Democratic lawmakers on the Senate Education and the Workforce Committee also called for legal justification in the matter.
They sent a letter to MSHA head David Zatezalo on Sept. 24 questioning the legal basis to enter a settlement agreement that ended sanctions on Pocahontas.
“In litigating this matter, I believe this was the strongest enforcement action that would withstand judicial scrutiny,” Zatezalo said in an email to Bloomberg Environment.
Paul A. Konstanty, vice president and general counsel of United Coal Company LLC—which owns Pocahontas Coal—didn’t respond to Bloomberg Environment requests for comment.
The company’s statement on the day of the decision said the mine’s safety has greatly improved in recent years.
‘That’s a Tall Order’
Attorneys representing mine operators are torn on what the decision means for companies and workers.
Willa Perlmutter, a counsel at Stoel Rives LLP in Portland, Ore., said she believes Pocahontas had “made good substantive progress” in addressing its safety record, adding that Cohen “overstates the direness of the commission’s decision.”
Perlmutter said she thinks Pocahontas should be more candid about the gravity of the pattern-of-violations designations, adding that she believes it may be the first company ever to be removed from the patterns-of-violations list.
Removing all significant and substantial violations is extremely difficult for companies, said Nick Scala, co-chair of Conn Maciel Carey LLP’s MSHA and workplace safety group. Looking at the criteria necessary to remove all violations—"that’s a tall order” to ask of a company.
Scala pointed to the ongoing American Coal Co. case that the review commission is handling as an example of how the agency sometimes lacks transparency in forming settlements, similar to the Pocahontas settlement.
Earlier this year, MSHA attempted to settle with American Coal, a Murray Energy Corp. subsidiary, despite protests over transparency by the United Mine Workers and the administrative law judge on the case.
Union officials told the commission that regulators need to explain how American Coal’s $44,376 fine for 32 mine safety violations dropped by 30 percent.
But the Labor Department’s Mine Safety Division said revealing that information would damage its case should it ever go to court.
That litigation is ongoing.
Cases Piling Up
The review commission has waited nearly eight months for President Donald Trump’s nominated chairman, Marco M. Rajkovich Jr., to be confirmed by the Senate. Without Rajkovich, the panel can’t issue decisions.
When cases pile up at the review commission, said Phil Smith, a spokesman for the United Mine Workers of America union based in Triangle, Va., “companies that are guilty of several and serial violations aren’t given the proper penalties” while they await the commission’s decision, and they aren’t required to fix the problems that exist.
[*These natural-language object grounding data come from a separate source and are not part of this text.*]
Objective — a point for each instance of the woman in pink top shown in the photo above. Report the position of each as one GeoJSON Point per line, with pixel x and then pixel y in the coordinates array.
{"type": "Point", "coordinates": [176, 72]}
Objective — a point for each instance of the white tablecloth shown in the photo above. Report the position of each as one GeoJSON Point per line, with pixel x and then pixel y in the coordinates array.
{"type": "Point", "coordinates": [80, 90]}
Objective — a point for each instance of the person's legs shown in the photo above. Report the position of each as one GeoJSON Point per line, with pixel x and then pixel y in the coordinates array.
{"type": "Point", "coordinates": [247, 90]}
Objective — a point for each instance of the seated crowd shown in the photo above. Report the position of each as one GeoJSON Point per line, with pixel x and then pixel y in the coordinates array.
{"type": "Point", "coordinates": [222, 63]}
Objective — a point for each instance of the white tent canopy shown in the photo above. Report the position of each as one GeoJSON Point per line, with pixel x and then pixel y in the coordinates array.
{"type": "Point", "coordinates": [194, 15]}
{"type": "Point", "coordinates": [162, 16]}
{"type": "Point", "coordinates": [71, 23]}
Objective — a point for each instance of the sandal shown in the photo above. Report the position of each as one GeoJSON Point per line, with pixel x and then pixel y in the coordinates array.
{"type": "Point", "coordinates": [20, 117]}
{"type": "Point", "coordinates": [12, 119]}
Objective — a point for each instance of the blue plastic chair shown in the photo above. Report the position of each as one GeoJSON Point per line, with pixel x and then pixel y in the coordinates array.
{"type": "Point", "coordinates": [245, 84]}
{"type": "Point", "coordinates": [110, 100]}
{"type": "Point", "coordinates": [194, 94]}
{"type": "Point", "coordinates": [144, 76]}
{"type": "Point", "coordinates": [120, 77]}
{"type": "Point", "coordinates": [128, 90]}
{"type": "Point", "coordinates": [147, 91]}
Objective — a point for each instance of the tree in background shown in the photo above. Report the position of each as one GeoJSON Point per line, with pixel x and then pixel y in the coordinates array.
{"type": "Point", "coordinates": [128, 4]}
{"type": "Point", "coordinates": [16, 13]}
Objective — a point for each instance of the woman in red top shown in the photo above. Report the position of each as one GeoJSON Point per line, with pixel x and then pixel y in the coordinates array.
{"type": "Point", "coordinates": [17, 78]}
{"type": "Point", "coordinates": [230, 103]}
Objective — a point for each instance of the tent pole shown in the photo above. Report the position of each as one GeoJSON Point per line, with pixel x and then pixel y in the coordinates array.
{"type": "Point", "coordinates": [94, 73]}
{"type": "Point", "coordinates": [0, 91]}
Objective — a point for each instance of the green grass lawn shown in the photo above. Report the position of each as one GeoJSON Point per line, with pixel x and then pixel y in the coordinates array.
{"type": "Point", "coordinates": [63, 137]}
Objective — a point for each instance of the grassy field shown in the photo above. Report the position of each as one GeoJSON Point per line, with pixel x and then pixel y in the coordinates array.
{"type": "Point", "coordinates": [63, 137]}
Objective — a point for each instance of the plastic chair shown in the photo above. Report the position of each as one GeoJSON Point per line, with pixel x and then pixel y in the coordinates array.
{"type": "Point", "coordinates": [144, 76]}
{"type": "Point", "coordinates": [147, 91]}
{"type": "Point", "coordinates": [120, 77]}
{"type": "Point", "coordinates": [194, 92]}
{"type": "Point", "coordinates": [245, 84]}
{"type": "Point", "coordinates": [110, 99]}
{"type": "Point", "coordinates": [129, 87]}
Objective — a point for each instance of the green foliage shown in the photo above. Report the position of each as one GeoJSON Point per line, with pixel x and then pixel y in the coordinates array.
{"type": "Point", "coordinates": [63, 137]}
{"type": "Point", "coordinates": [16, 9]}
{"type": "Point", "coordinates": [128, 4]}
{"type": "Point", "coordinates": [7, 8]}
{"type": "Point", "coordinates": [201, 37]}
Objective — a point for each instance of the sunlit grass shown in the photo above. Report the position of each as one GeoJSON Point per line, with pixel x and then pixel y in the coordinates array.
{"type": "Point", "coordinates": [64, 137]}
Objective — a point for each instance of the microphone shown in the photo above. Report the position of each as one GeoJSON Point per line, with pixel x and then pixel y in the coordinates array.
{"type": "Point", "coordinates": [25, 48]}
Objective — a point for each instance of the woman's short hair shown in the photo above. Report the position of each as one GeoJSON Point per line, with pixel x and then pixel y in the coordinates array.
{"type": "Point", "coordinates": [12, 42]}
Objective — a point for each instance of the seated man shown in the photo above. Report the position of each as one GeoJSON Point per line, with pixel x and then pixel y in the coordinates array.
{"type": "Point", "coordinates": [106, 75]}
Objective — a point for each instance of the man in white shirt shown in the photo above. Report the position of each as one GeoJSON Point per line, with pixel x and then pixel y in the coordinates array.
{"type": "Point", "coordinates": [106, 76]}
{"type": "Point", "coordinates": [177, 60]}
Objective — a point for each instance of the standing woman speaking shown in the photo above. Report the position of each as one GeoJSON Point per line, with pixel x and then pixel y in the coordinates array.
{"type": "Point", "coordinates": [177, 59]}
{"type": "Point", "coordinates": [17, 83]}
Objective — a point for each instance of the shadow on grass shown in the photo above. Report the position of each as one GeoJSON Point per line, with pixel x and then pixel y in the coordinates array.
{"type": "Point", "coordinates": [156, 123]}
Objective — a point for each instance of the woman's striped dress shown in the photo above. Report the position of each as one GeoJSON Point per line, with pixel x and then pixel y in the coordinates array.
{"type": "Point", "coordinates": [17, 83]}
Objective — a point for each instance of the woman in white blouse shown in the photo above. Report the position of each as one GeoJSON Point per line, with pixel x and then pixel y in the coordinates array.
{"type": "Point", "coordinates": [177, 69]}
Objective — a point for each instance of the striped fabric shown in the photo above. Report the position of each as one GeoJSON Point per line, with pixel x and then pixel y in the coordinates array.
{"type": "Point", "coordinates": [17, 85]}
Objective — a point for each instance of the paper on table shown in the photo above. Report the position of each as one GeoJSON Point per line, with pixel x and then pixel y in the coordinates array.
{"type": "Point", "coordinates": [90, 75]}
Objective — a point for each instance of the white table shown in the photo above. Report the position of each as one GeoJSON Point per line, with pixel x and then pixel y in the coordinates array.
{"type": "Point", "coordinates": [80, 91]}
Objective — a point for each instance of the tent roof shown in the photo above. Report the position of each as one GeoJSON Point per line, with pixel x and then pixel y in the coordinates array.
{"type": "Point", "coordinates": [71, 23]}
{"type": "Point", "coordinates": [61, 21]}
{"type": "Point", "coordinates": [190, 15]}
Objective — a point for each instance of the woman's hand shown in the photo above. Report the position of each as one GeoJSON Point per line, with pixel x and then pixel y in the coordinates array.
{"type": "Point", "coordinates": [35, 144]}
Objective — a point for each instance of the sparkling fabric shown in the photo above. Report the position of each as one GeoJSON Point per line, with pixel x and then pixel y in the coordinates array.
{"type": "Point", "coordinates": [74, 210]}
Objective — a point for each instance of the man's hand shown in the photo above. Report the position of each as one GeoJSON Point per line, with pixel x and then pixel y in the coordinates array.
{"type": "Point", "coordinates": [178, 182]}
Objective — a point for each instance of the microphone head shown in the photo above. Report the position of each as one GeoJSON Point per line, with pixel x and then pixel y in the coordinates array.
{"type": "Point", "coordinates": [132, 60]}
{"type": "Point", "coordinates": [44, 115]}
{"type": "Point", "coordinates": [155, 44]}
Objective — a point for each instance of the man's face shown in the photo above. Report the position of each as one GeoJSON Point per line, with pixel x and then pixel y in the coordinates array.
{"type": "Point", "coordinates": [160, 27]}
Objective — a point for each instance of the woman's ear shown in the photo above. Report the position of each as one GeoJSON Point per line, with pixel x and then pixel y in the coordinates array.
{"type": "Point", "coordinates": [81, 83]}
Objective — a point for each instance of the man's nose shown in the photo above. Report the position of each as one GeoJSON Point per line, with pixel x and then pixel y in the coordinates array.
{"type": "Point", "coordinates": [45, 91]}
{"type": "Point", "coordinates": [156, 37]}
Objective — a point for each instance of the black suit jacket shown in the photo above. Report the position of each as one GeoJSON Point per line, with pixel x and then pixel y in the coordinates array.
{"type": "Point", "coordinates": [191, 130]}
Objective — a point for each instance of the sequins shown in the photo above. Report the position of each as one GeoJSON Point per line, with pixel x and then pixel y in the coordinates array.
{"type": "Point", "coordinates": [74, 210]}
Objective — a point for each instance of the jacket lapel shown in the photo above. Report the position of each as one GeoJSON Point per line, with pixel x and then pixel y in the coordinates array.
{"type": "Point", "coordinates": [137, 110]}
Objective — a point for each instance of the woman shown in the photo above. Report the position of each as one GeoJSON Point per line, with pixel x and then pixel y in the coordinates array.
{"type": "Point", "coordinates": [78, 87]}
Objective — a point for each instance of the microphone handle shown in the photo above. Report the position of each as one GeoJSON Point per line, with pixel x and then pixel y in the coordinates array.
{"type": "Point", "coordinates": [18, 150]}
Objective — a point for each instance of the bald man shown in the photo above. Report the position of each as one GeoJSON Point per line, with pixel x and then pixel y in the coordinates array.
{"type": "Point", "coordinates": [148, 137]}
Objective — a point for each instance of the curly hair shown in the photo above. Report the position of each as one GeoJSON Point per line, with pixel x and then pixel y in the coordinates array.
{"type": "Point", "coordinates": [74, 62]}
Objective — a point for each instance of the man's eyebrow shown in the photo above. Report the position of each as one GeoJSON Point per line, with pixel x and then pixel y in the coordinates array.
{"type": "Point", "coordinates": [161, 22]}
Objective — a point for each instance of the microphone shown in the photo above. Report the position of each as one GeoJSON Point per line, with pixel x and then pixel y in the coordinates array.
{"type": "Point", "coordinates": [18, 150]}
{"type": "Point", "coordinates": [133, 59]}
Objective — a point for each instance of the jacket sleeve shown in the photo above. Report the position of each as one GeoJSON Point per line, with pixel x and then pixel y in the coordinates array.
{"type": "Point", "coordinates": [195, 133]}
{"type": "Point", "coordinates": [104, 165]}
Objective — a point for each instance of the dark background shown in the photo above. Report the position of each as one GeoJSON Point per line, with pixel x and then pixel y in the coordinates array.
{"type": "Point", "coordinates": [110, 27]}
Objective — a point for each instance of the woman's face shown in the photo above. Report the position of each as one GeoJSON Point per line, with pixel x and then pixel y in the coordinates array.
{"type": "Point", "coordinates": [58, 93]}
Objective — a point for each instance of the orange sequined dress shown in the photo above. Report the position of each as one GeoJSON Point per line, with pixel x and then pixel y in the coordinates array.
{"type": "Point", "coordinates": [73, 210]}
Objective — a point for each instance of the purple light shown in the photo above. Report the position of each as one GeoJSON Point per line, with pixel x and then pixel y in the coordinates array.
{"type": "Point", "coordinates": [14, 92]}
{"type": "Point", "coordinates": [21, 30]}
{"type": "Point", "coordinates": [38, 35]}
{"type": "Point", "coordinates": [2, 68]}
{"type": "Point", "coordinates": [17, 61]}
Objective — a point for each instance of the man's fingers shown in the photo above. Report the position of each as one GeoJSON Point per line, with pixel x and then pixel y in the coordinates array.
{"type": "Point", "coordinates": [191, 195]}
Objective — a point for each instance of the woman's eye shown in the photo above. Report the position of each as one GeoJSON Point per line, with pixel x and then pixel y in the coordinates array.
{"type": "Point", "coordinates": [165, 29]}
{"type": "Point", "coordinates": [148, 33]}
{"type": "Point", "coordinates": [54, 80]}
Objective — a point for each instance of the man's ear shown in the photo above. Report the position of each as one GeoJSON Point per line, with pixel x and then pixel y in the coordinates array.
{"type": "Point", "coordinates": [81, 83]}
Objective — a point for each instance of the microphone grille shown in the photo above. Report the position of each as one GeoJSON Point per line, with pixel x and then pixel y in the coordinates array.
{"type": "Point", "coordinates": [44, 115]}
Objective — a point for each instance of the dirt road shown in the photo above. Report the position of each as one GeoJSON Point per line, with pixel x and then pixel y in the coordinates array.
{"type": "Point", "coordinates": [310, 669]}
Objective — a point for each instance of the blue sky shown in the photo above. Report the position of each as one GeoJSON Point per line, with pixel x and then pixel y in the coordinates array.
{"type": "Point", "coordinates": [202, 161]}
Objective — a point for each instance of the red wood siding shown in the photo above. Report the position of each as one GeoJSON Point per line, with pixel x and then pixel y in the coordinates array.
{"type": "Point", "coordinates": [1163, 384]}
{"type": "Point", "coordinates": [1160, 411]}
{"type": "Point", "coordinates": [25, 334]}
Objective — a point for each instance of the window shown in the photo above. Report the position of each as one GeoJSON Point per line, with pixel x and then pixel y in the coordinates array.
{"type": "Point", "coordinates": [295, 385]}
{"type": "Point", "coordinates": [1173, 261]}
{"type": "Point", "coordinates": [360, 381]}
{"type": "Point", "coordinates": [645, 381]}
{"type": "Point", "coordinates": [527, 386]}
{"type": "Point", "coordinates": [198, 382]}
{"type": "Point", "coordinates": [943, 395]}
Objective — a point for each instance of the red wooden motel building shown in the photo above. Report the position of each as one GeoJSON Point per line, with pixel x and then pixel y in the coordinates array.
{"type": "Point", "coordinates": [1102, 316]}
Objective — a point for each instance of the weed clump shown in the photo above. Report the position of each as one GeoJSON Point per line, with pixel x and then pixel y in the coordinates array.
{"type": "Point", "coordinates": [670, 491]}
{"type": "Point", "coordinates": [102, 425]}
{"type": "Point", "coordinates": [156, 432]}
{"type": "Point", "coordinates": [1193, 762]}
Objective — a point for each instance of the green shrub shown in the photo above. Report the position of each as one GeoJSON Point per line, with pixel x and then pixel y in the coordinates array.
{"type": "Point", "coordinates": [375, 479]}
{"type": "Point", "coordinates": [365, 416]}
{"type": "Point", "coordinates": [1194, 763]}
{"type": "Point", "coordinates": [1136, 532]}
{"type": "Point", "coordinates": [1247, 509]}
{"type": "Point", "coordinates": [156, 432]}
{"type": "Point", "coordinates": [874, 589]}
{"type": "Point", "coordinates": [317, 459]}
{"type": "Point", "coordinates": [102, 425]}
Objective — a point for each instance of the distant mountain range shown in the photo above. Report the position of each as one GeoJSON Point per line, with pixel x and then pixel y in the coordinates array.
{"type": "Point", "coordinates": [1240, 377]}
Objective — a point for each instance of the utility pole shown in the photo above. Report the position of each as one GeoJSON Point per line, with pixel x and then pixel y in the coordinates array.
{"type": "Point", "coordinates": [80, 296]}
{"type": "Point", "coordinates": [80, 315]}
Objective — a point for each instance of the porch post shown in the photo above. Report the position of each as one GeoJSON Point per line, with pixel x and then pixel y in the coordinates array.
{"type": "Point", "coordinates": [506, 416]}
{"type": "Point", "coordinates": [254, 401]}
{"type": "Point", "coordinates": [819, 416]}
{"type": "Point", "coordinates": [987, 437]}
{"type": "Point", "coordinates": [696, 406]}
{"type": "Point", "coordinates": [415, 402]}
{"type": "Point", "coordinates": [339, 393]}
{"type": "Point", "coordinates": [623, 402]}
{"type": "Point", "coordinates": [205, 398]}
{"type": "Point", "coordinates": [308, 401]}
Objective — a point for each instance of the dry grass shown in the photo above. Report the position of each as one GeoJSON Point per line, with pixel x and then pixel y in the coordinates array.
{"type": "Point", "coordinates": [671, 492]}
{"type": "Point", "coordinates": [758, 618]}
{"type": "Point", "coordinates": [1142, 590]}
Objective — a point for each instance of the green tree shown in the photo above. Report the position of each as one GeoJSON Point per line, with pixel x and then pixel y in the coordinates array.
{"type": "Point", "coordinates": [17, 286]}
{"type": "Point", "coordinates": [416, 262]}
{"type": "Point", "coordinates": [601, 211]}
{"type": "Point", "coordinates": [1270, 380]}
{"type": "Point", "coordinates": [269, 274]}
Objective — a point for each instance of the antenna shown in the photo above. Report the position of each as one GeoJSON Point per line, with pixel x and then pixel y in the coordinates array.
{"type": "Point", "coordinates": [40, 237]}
From the mine operator’s perspective, a case can languish for years and a delay could keep companies from determining best practices for years, Scala, told Bloomberg Environment.
Some cases already take years to resolve, he said. “This will just prolong the process.”
The review commission’s attorney, Michael McCord, said he hopes the quorum is restored because it “can’t do a whole lot until [Rajkovich is] confirmed.”
The two remaining commissioners, Mary Lu Jordan and Michael G. Young—who is now acting chairman—can vote to move forward with any petition for review and any administrative law judge decision filed with the commission. But they can’t hear cases.